Searchable abstracts of presentations at key conferences in endocrinology
Endocrine Abstracts (2018) 53 CD1.2 | DOI: 10.1530/endoabs.53.CD1.2

OU2018 Oral Communications Case Discussions: complex clinical cases 1.0 (4 abstracts)

The clinical course of obesity in a patient with missed Cushing’s disease following Roux-en-Y gastric bypass then trans-sphenoidal surgery

James Crane


Guy’s and St Thomas’ NHS Foundation Trust, London, UK.


Case History: A 26 year old female underwent Roux-en-Y gastric bypass (RYGB) surgery for intractable peptic ulcer disease on a background of obesity. She had a history of 40kg weight gain over 8 years (weight 123 kg, BMI 41.1 kg/m2), hypertension, depression, insomnia and newly diagnosed type 2 diabetes. Following surgery, weight loss was disappointing (nadir 112 kg, −11 kg, −8.9%TBW, −22.9%EBW, BMI 37.5 kg/m2) and diabetes and hypertension failed to remit. She developed chronic abdominal pain and her psychiatric condition worsened with episodes of self harm. On review in the medical clinic, violaceous striae and proximal myopathy prompted investigation. Endocrine investigations (LDDST and IPSS) led to a diagnosis of ACTH-dependent (pituitary) Cushing’s.

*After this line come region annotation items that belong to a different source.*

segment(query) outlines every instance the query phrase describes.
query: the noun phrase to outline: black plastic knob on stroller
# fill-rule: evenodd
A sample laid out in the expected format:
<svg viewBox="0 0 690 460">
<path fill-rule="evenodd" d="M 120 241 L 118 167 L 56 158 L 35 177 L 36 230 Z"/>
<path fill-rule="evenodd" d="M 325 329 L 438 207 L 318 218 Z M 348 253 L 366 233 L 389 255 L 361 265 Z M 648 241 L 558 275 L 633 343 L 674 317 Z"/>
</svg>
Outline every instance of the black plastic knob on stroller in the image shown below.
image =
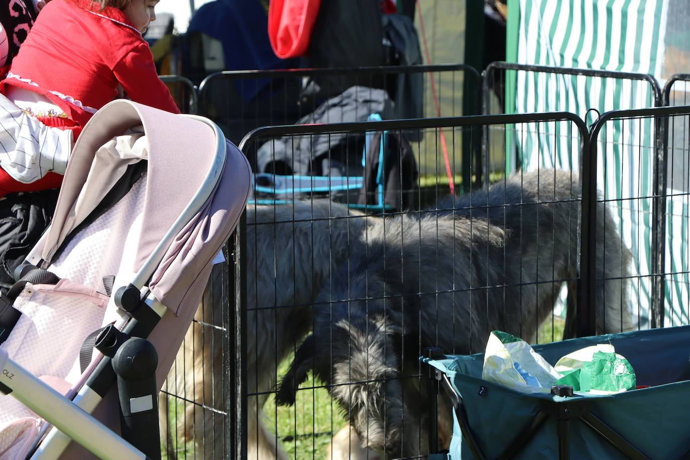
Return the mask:
<svg viewBox="0 0 690 460">
<path fill-rule="evenodd" d="M 125 100 L 93 117 L 2 323 L 0 457 L 159 457 L 157 394 L 250 182 L 206 119 Z"/>
</svg>

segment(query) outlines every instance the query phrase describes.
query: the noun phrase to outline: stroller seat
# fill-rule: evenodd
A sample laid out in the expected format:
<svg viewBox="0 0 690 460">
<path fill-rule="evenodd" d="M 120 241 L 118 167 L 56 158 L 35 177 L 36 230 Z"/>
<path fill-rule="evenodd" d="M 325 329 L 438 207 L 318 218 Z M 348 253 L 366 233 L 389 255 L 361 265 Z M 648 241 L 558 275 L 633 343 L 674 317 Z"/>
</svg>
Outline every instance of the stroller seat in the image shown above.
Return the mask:
<svg viewBox="0 0 690 460">
<path fill-rule="evenodd" d="M 0 299 L 0 459 L 88 457 L 70 439 L 100 458 L 159 457 L 156 394 L 250 183 L 206 119 L 125 100 L 92 118 L 51 226 Z M 121 419 L 129 442 L 110 430 Z"/>
</svg>

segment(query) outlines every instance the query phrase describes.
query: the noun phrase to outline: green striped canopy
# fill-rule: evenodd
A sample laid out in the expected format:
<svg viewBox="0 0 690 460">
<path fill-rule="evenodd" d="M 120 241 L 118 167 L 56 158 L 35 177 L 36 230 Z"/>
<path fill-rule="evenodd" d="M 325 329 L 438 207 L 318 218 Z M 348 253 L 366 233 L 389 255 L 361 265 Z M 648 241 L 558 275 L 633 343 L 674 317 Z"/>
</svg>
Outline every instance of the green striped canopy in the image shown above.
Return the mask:
<svg viewBox="0 0 690 460">
<path fill-rule="evenodd" d="M 509 8 L 508 61 L 651 74 L 661 77 L 669 0 L 518 0 Z M 689 26 L 690 27 L 690 26 Z M 690 69 L 688 70 L 690 71 Z M 652 107 L 654 90 L 646 81 L 506 71 L 508 113 L 573 112 L 593 123 L 609 110 Z M 651 119 L 608 122 L 598 143 L 597 183 L 618 230 L 635 254 L 631 308 L 640 328 L 648 327 L 652 273 L 651 206 L 655 126 Z M 538 132 L 516 128 L 506 137 L 518 168 L 576 168 L 577 146 L 558 125 Z M 671 197 L 667 215 L 666 325 L 687 323 L 688 203 Z"/>
</svg>

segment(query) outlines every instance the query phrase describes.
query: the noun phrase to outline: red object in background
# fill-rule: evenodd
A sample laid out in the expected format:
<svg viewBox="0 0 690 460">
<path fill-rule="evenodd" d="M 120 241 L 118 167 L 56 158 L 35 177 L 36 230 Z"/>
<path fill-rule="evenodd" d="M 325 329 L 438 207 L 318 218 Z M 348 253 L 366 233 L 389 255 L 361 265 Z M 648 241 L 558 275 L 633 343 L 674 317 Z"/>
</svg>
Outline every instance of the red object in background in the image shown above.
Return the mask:
<svg viewBox="0 0 690 460">
<path fill-rule="evenodd" d="M 386 14 L 397 12 L 397 6 L 395 0 L 381 0 L 381 9 Z"/>
<path fill-rule="evenodd" d="M 270 0 L 268 39 L 282 59 L 304 56 L 321 0 Z"/>
</svg>

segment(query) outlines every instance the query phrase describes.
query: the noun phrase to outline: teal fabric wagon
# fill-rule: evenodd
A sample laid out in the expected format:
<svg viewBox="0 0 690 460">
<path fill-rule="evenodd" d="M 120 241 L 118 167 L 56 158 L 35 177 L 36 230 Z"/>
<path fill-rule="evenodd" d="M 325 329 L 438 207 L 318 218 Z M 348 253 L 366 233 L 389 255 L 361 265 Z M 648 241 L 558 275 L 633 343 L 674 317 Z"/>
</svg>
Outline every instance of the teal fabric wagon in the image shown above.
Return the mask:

Intervention: Trans-nasal, trans-sphenoidal hypophysectomy (TSS), May 2017. Her weight on day of surgery was 121 kg. Excised tissue was histologically confirmed as corticotroph adenoma.

Post-op investigation results: Day 1 and 2 post-op morning cortisol results of <30 nmol/l were strongly indicative of curative surgery, she was discharged on hydrocortisone 10 mg BD. Subsequent insulin tolerance testing (nadir glucose 1.9 mmol/l, peak cortisol 8 nmol/l, peak growth hormone 0.67 mcg/l) indicated pituitary-adrenal and growth hormone insufficiency. Baseline biochemical tests indicated intact pituitary-gonadal and thyroid axes.

Post-op clinical results: 7 months post TSS, her hypertension and diabetes is in remission. Her weight has dropped from 121 to 97 kg (−24 kg, −19.8%TBW, −52.2%EBW). Her chronic abdominal pain has improved, though she has required intensive psychiatric input to stabilise her anxiety-depression following a deliberate self-poisoning episode. She was admitted with Addisonian crisis (despite professed adherence to hydrocortisone). This episode and symptomatic fatigue/malaise on attempts to reduce her glucocorticoids have resulted in a hydrocortisone dose requirement of 35 mg/day.

Discussion: This case illustrates the perils of a missed diagnosis of secondary obesity and the powerful effect of glucocorticoids on appetite and weight. Her experience on hydrocortisone replacement raises the possibility that her gastric bypass procedure is impairing absorption of hydrocortisone and increasing the risk of Addisonian crisis.